1. indefinate integral/power series

integral (x - arctan^x)/(x^3) dx

need to evaluate the integral and what is the radius of convergence?

thanks if you can show this one.

2. Originally Posted by rcmango
integral (x - arctan^x)/(x^3) dx

need to evaluate the integral and what is the radius of convergence?
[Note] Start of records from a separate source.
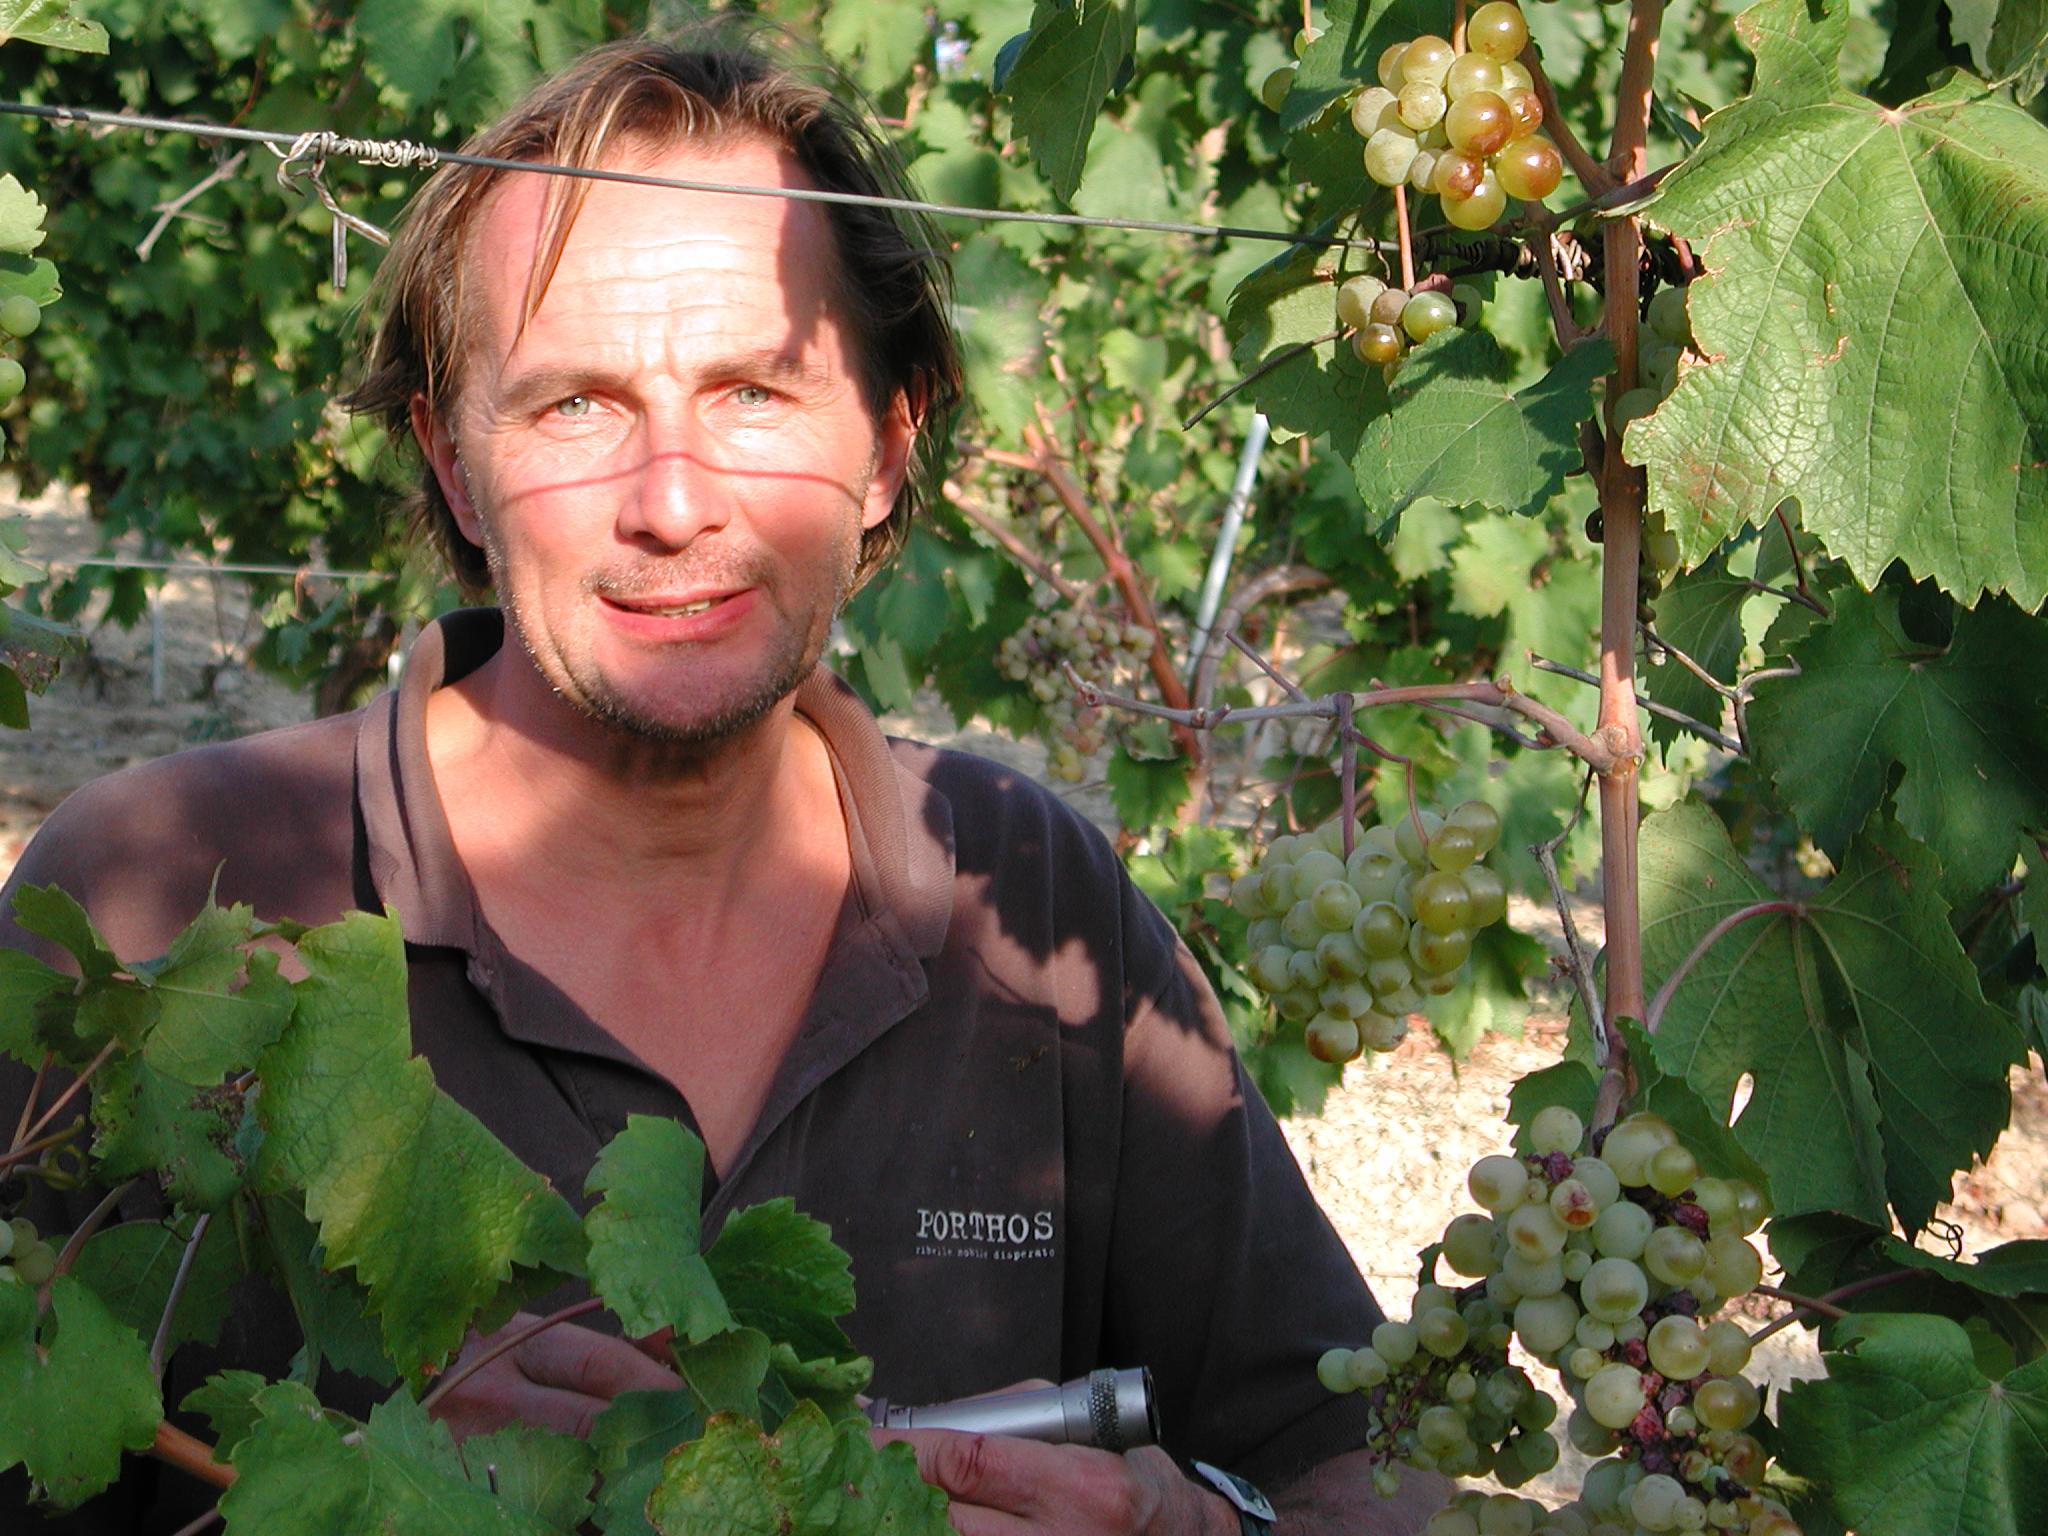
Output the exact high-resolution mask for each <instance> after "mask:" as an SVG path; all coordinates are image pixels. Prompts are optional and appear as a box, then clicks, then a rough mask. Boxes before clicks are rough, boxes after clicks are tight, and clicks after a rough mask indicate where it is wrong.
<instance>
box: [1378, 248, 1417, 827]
mask: <svg viewBox="0 0 2048 1536" xmlns="http://www.w3.org/2000/svg"><path fill="white" fill-rule="evenodd" d="M1407 299H1409V295H1407V289H1382V291H1380V297H1378V299H1374V301H1372V322H1374V324H1376V326H1399V324H1401V311H1403V309H1407ZM1380 829H1382V827H1374V829H1372V831H1380ZM1372 848H1374V852H1380V854H1386V856H1389V858H1399V856H1401V850H1399V848H1395V846H1391V844H1389V842H1386V840H1384V838H1374V840H1372Z"/></svg>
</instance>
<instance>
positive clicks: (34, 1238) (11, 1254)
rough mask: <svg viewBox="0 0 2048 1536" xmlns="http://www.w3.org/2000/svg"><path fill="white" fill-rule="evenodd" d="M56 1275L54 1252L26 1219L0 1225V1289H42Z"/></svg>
mask: <svg viewBox="0 0 2048 1536" xmlns="http://www.w3.org/2000/svg"><path fill="white" fill-rule="evenodd" d="M55 1272H57V1249H55V1247H51V1245H49V1243H45V1241H43V1235H41V1233H39V1231H37V1229H35V1223H33V1221H29V1219H27V1217H14V1221H8V1223H0V1286H43V1284H49V1278H51V1276H53V1274H55Z"/></svg>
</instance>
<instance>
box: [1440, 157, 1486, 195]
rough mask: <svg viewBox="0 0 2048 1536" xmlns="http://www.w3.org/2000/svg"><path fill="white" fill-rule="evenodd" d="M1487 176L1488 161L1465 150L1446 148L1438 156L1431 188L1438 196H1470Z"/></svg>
mask: <svg viewBox="0 0 2048 1536" xmlns="http://www.w3.org/2000/svg"><path fill="white" fill-rule="evenodd" d="M1485 176H1487V162H1485V160H1481V158H1479V156H1468V154H1464V150H1446V152H1444V154H1440V156H1438V158H1436V172H1434V174H1432V178H1430V190H1432V193H1436V195H1438V197H1470V195H1473V193H1477V190H1479V182H1481V180H1485Z"/></svg>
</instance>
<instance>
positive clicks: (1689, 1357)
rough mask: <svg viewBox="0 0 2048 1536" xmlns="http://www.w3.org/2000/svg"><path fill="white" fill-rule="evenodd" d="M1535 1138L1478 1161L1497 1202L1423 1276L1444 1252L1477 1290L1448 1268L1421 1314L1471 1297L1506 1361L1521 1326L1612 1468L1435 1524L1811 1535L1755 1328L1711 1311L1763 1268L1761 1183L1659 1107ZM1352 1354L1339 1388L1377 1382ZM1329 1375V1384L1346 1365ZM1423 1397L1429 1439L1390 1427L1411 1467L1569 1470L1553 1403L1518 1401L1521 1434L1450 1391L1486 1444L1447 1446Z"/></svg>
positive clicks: (1568, 1532)
mask: <svg viewBox="0 0 2048 1536" xmlns="http://www.w3.org/2000/svg"><path fill="white" fill-rule="evenodd" d="M1528 1147H1530V1153H1528V1155H1524V1157H1509V1155H1495V1157H1481V1159H1479V1161H1477V1163H1475V1165H1473V1169H1470V1174H1468V1178H1466V1188H1468V1190H1470V1194H1473V1200H1475V1202H1477V1204H1479V1206H1481V1210H1479V1212H1466V1214H1460V1217H1454V1219H1452V1223H1450V1225H1448V1227H1446V1229H1444V1237H1442V1241H1440V1243H1438V1245H1436V1247H1434V1249H1430V1251H1425V1260H1427V1274H1425V1278H1430V1276H1434V1268H1436V1264H1438V1262H1442V1264H1444V1266H1446V1268H1448V1270H1450V1272H1452V1274H1454V1276H1458V1278H1460V1280H1462V1282H1464V1284H1462V1286H1460V1288H1448V1286H1440V1284H1434V1280H1432V1284H1425V1286H1423V1288H1421V1292H1417V1303H1415V1307H1417V1313H1421V1311H1423V1309H1425V1307H1427V1309H1438V1307H1454V1309H1456V1311H1458V1317H1460V1319H1462V1321H1464V1325H1466V1329H1468V1331H1470V1333H1475V1335H1483V1337H1485V1339H1487V1341H1489V1343H1491V1341H1493V1339H1499V1343H1501V1348H1503V1360H1505V1343H1507V1339H1509V1337H1511V1339H1513V1343H1518V1346H1520V1348H1522V1350H1524V1352H1526V1354H1528V1356H1530V1358H1534V1360H1538V1362H1540V1364H1546V1366H1550V1368H1552V1370H1556V1374H1559V1378H1561V1380H1563V1386H1565V1393H1567V1395H1569V1399H1571V1413H1569V1415H1567V1417H1565V1425H1563V1434H1565V1438H1567V1440H1569V1442H1571V1444H1573V1446H1575V1448H1577V1450H1579V1452H1583V1454H1585V1456H1595V1458H1599V1460H1595V1462H1593V1466H1591V1470H1589V1473H1587V1477H1585V1483H1583V1487H1581V1495H1579V1499H1577V1501H1573V1503H1571V1505H1567V1507H1565V1509H1548V1511H1540V1516H1538V1513H1530V1511H1528V1509H1526V1507H1524V1509H1522V1513H1511V1511H1507V1509H1505V1505H1503V1507H1501V1511H1497V1513H1489V1509H1493V1505H1487V1507H1479V1505H1473V1503H1470V1501H1466V1503H1462V1505H1460V1503H1452V1505H1450V1507H1448V1509H1444V1511H1442V1513H1440V1516H1438V1520H1436V1522H1434V1524H1432V1526H1430V1528H1427V1530H1430V1532H1434V1534H1436V1536H1456V1534H1460V1532H1462V1534H1464V1536H1491V1532H1493V1530H1509V1528H1511V1530H1522V1532H1528V1536H1640V1532H1649V1534H1651V1536H1659V1534H1661V1532H1702V1530H1704V1532H1729V1536H1798V1524H1796V1522H1794V1520H1792V1516H1790V1513H1788V1511H1786V1509H1784V1505H1780V1503H1776V1501H1774V1499H1769V1497H1765V1493H1763V1470H1765V1466H1767V1460H1769V1456H1767V1452H1765V1450H1763V1444H1761V1442H1759V1440H1757V1438H1755V1436H1753V1434H1751V1427H1753V1425H1755V1423H1757V1419H1759V1417H1761V1411H1763V1397H1761V1393H1759V1391H1757V1386H1755V1384H1753V1382H1751V1380H1749V1378H1747V1376H1745V1374H1743V1372H1745V1370H1747V1368H1749V1358H1751V1341H1749V1333H1747V1331H1745V1329H1743V1327H1741V1325H1739V1323H1735V1321H1733V1319H1714V1313H1716V1311H1718V1309H1722V1307H1724V1305H1726V1303H1731V1300H1735V1298H1737V1296H1743V1294H1747V1292H1749V1290H1753V1288H1755V1286H1757V1284H1759V1282H1761V1280H1763V1260H1761V1255H1759V1253H1757V1249H1755V1247H1753V1245H1751V1241H1749V1235H1751V1233H1753V1231H1757V1227H1761V1225H1763V1219H1765V1214H1767V1206H1765V1200H1763V1194H1761V1192H1759V1190H1757V1188H1755V1186H1751V1184H1747V1182H1745V1180H1720V1178H1710V1176H1706V1174H1702V1171H1700V1163H1698V1157H1696V1155H1694V1153H1692V1151H1690V1149H1688V1147H1686V1145H1683V1143H1681V1141H1679V1137H1677V1133H1675V1130H1673V1128H1671V1126H1669V1124H1667V1122H1665V1120H1661V1118H1657V1116H1655V1114H1630V1116H1626V1118H1624V1120H1620V1122H1618V1124H1616V1126H1614V1128H1612V1130H1608V1133H1606V1135H1599V1137H1595V1139H1589V1137H1587V1135H1585V1124H1583V1122H1581V1118H1579V1116H1577V1114H1575V1112H1573V1110H1569V1108H1563V1106H1552V1108H1546V1110H1542V1112H1540V1114H1538V1116H1536V1118H1534V1120H1532V1122H1530V1128H1528ZM1495 1319H1497V1321H1495ZM1417 1327H1419V1323H1417ZM1397 1343H1399V1339H1397ZM1372 1348H1374V1350H1378V1335H1376V1337H1374V1346H1372ZM1382 1360H1384V1354H1382ZM1346 1366H1348V1374H1346V1378H1343V1386H1339V1391H1341V1389H1354V1391H1358V1389H1362V1384H1364V1378H1366V1376H1372V1374H1376V1372H1374V1370H1372V1368H1370V1362H1368V1364H1366V1366H1358V1364H1352V1362H1346ZM1319 1374H1321V1378H1323V1384H1325V1386H1329V1384H1331V1380H1333V1376H1335V1370H1319ZM1546 1401H1548V1399H1546ZM1419 1403H1421V1399H1417V1401H1415V1403H1409V1401H1403V1405H1401V1411H1403V1413H1405V1415H1407V1417H1409V1419H1411V1421H1413V1430H1415V1436H1413V1440H1403V1438H1401V1430H1399V1427H1397V1430H1395V1432H1393V1438H1391V1452H1393V1456H1395V1458H1399V1460H1403V1462H1407V1464H1411V1466H1430V1468H1436V1470H1444V1473H1452V1475H1464V1470H1466V1462H1470V1464H1473V1468H1475V1470H1479V1473H1489V1475H1493V1477H1497V1479H1499V1481H1501V1483H1503V1485H1507V1487H1509V1489H1513V1487H1520V1485H1522V1483H1526V1481H1528V1479H1530V1477H1536V1475H1538V1473H1544V1470H1548V1468H1550V1466H1554V1464H1556V1458H1559V1446H1556V1438H1554V1434H1552V1432H1550V1423H1552V1419H1554V1417H1556V1407H1554V1403H1552V1411H1550V1413H1544V1411H1542V1409H1528V1407H1520V1405H1518V1409H1516V1415H1518V1417H1516V1434H1509V1436H1501V1438H1489V1432H1491V1430H1497V1427H1499V1421H1497V1419H1495V1421H1491V1423H1487V1421H1479V1419H1477V1417H1475V1415H1473V1413H1468V1411H1462V1409H1460V1405H1458V1403H1454V1401H1450V1399H1444V1403H1442V1405H1444V1407H1452V1409H1458V1411H1460V1417H1462V1419H1464V1423H1468V1425H1470V1430H1468V1440H1470V1446H1473V1448H1470V1452H1464V1450H1462V1448H1460V1442H1456V1440H1452V1438H1450V1434H1448V1419H1444V1417H1442V1415H1440V1417H1438V1419H1436V1421H1434V1423H1436V1425H1438V1427H1436V1430H1434V1434H1432V1436H1423V1434H1421V1419H1423V1415H1427V1413H1430V1411H1434V1409H1436V1407H1438V1405H1440V1403H1436V1401H1432V1403H1430V1405H1427V1407H1421V1405H1419ZM1376 1413H1382V1409H1378V1401H1376ZM1446 1446H1448V1456H1450V1460H1446ZM1417 1452H1421V1454H1419V1456H1417ZM1382 1470H1389V1473H1391V1466H1382ZM1522 1516H1528V1524H1522ZM1489 1522H1491V1524H1489Z"/></svg>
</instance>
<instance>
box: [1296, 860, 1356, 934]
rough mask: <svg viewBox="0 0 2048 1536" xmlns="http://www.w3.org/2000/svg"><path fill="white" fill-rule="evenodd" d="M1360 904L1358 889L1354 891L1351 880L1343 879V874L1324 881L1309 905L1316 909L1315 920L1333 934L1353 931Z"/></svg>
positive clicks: (1312, 895) (1313, 896) (1345, 932)
mask: <svg viewBox="0 0 2048 1536" xmlns="http://www.w3.org/2000/svg"><path fill="white" fill-rule="evenodd" d="M1360 905H1362V903H1360V899H1358V891H1354V889H1352V885H1350V881H1346V879H1341V874H1339V877H1337V879H1331V881H1323V883H1321V885H1319V887H1315V893H1313V895H1311V897H1309V907H1311V909H1313V911H1315V920H1317V922H1319V924H1323V928H1327V930H1329V932H1333V934H1335V932H1343V934H1350V932H1352V918H1356V915H1358V907H1360Z"/></svg>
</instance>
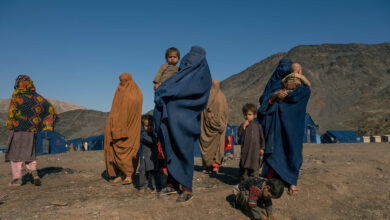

thanks if you can show this one.
Power series for arctan

$\displaystyle \tan^{-1} x = x - \frac{x^3}{3} + \frac{x^5}{5} - \frac{x^7}{7} + -\cdots$

so

$\displaystyle \frac{x -\tan^{-1} x}{x^3} = \frac{ \frac{x^3}{3} - \frac{x^5}{5} + \frac{x^7}{7} - + \cdots}{x^3}$

$\displaystyle = \frac{1}{3} - \frac{x^2}{5} + \frac{x^4}{7} - \frac{x^6}{9} \cdots$

so

$\displaystyle \int \frac{x -\tan^{-1} x}{x^3}\,dx = \int \frac{1}{3} - \frac{x^2}{5} + \frac{x^4}{7} - \frac{x^6}{9} \cdots \,dx= \frac{x}{3} - \frac{x^3}{3 \cdot 5} + \frac{x^5}{5 \cdot 7} - \frac{x^7}{7 \cdot 9} \cdots$

or

$\displaystyle \sum_{n=1}^{\infty} \frac{(-1)^{n+1} x^{2n-1}}{(2n-1)(2n+1)}$

Then use the ratio test on this series to find the radius of converge. For the interval, check the endpoints.

3. Hey thanks, your explanation was very nice, and it helped me understand what was really going on.